I have never seen a river that I could not love. Moving water... has a fascinating vitality. It has power and grace and associations. It has a thousand colors and a thousand shapes, yet it follows laws so definite that the tiniest streamlet is an exact replica of a great river.
I have been, all my life, what is known as a conservationist. It seems clear beyond possibility of argument that any given generation of men can have only a lease, not ownership, of the earth; and one essential term of the lease is that the earth be handed down on to the next generation with unimpaired potentialities. This is the conservationist's concern.
Perhaps fishing is, for me, only an excuse to be near rivers.
I have fished through fishless days that I remember happily without regret.
Our tradition is that of the first man who sneaked away to the creek when the tribe did not really need fish.
I still don't know why I fish or why other men fish, except that we like it and it makes us think and feel.
I remember the good evenings I have fished, even the ones that realised material hopes not by the fish that came to the fly, but by the colour and movement of the water and sky, by the sounds and scents and gentle stirrings that were all about me.
A fisherman is always hopeful -- nearly always more hopeful than he has any right to be.
I have two hopes for the future. The first and lesser one is that game commissions will one day have sense enough to set limits that measurably reflect the sport safely available. The second and deeply urgent one is that we shall grow a race of sportsmen no one of whom will ever consider it a matter of pride to have killed a limit.
It is quite easy to debase the sport, change its values, dilute its ethics and destroy its traditional associations with quietness, relaxation and the opportunity to think. Angling is not a competitive sport. The fisherman'- s only real competition is with his quarry and his only real challenge is the challenge to himself. Nothing can add to this, but the blight of interhuman competition can certainly detract from it.

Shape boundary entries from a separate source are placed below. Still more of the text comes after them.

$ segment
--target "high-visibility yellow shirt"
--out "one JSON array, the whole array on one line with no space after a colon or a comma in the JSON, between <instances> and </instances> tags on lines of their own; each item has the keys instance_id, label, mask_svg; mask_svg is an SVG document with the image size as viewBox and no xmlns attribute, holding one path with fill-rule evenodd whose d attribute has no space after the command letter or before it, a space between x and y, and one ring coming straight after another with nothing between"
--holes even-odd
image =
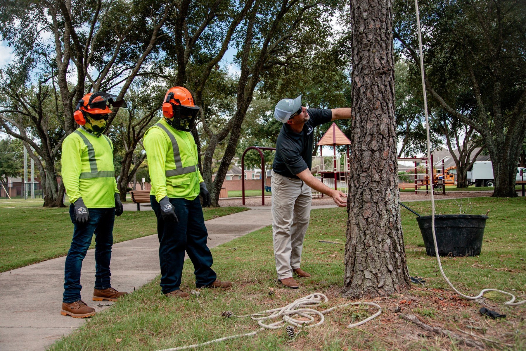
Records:
<instances>
[{"instance_id":1,"label":"high-visibility yellow shirt","mask_svg":"<svg viewBox=\"0 0 526 351\"><path fill-rule=\"evenodd\" d=\"M115 207L113 144L79 128L62 143L62 181L73 204L82 197L88 208Z\"/></svg>"},{"instance_id":2,"label":"high-visibility yellow shirt","mask_svg":"<svg viewBox=\"0 0 526 351\"><path fill-rule=\"evenodd\" d=\"M165 196L193 200L203 177L197 166L197 146L189 132L179 131L161 119L146 132L151 190L157 202Z\"/></svg>"}]
</instances>

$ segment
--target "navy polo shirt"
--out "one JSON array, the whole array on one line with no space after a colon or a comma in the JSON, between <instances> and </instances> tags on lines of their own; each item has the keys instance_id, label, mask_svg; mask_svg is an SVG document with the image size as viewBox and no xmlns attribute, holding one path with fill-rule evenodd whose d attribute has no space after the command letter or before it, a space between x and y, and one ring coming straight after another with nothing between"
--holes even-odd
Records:
<instances>
[{"instance_id":1,"label":"navy polo shirt","mask_svg":"<svg viewBox=\"0 0 526 351\"><path fill-rule=\"evenodd\" d=\"M287 123L284 123L276 142L276 154L272 168L284 177L299 179L296 174L312 165L313 133L316 127L330 122L332 112L330 109L307 108L310 118L305 122L300 133L296 133Z\"/></svg>"}]
</instances>

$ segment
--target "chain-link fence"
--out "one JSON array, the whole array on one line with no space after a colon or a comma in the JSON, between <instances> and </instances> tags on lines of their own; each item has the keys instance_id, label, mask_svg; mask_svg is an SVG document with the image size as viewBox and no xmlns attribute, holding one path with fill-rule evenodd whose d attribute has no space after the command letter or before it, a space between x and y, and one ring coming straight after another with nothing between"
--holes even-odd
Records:
<instances>
[{"instance_id":1,"label":"chain-link fence","mask_svg":"<svg viewBox=\"0 0 526 351\"><path fill-rule=\"evenodd\" d=\"M33 190L32 192L32 186ZM25 186L26 196L24 196L24 183L18 182L16 183L0 183L0 198L9 199L25 199L33 198L32 194L34 193L35 198L43 198L42 185L39 183L26 183Z\"/></svg>"}]
</instances>

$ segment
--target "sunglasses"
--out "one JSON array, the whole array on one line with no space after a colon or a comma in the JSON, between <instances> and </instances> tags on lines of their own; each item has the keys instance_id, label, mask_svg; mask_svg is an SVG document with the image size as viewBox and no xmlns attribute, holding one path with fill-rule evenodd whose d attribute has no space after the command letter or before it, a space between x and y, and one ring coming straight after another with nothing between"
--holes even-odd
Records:
<instances>
[{"instance_id":1,"label":"sunglasses","mask_svg":"<svg viewBox=\"0 0 526 351\"><path fill-rule=\"evenodd\" d=\"M300 107L299 108L299 109L298 109L297 111L296 111L296 112L295 112L292 114L290 115L290 117L289 117L289 118L291 118L292 117L296 117L296 116L297 116L298 115L301 115L302 112L303 112L303 108L302 108Z\"/></svg>"}]
</instances>

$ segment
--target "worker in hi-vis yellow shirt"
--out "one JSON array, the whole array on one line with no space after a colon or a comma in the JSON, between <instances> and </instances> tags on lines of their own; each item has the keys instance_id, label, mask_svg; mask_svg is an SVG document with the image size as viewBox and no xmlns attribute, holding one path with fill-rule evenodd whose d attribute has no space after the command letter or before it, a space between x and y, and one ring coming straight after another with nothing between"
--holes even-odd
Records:
<instances>
[{"instance_id":1,"label":"worker in hi-vis yellow shirt","mask_svg":"<svg viewBox=\"0 0 526 351\"><path fill-rule=\"evenodd\" d=\"M163 293L171 297L189 296L180 288L185 251L194 264L198 288L232 286L217 279L206 245L208 234L198 195L206 207L210 205L210 194L199 172L197 147L190 133L199 109L188 89L174 87L165 96L163 118L144 137L150 200L157 217L160 286Z\"/></svg>"},{"instance_id":2,"label":"worker in hi-vis yellow shirt","mask_svg":"<svg viewBox=\"0 0 526 351\"><path fill-rule=\"evenodd\" d=\"M94 301L115 301L127 293L110 284L109 262L115 216L123 213L113 166L113 144L106 135L109 106L126 107L118 96L87 94L77 104L74 118L80 128L62 144L62 181L69 197L75 225L64 267L64 293L60 314L85 318L95 314L80 297L82 261L95 235Z\"/></svg>"}]
</instances>

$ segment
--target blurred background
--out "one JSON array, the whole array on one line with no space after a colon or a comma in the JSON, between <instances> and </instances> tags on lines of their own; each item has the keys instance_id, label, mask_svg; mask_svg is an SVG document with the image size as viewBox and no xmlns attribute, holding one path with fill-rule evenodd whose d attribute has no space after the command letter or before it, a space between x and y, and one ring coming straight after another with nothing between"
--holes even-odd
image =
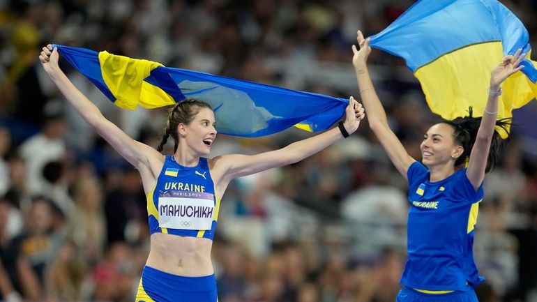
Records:
<instances>
[{"instance_id":1,"label":"blurred background","mask_svg":"<svg viewBox=\"0 0 537 302\"><path fill-rule=\"evenodd\" d=\"M413 2L0 0L3 299L131 301L149 250L138 172L68 106L40 67L41 47L107 50L347 98L358 95L351 63L356 30L377 33ZM501 2L537 47L537 1ZM423 134L437 117L404 61L379 50L370 61L393 129L421 158ZM61 64L107 118L157 145L165 109L115 107ZM537 103L514 115L512 141L485 178L479 213L481 302L537 301ZM211 156L257 153L310 135L219 135ZM406 257L406 193L367 122L301 163L234 181L213 249L220 301L395 301Z\"/></svg>"}]
</instances>

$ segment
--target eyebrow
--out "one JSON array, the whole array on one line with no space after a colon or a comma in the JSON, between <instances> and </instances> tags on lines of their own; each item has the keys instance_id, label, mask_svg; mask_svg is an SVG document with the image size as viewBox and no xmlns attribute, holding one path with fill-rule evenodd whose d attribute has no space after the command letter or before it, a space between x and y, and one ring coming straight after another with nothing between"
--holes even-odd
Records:
<instances>
[{"instance_id":1,"label":"eyebrow","mask_svg":"<svg viewBox=\"0 0 537 302\"><path fill-rule=\"evenodd\" d=\"M203 123L203 122L205 122L205 121L206 121L207 123L211 123L211 121L208 120L207 119L204 119L201 120L199 122L200 123ZM213 125L216 125L216 122L213 121Z\"/></svg>"}]
</instances>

... To this day I would rather see a fish, creep up to him and watch his rise to my fly than catch half a dozen fish unseen until they take.
Wherever we go in the world we find other men speaking the same language, planning the same plans, dreaming the same dreams. And one of the big four - brownie, or brookie, cutthroat or rainbow - is the cause of it all
A man should think when he fishing of all manner and shape of things, flowing as easily through the mind as the light stream among the rocks
Anglers...exaggerate grossly and make gentle and inoffensive creatures sound like wounded buffalo and man-eating tigers.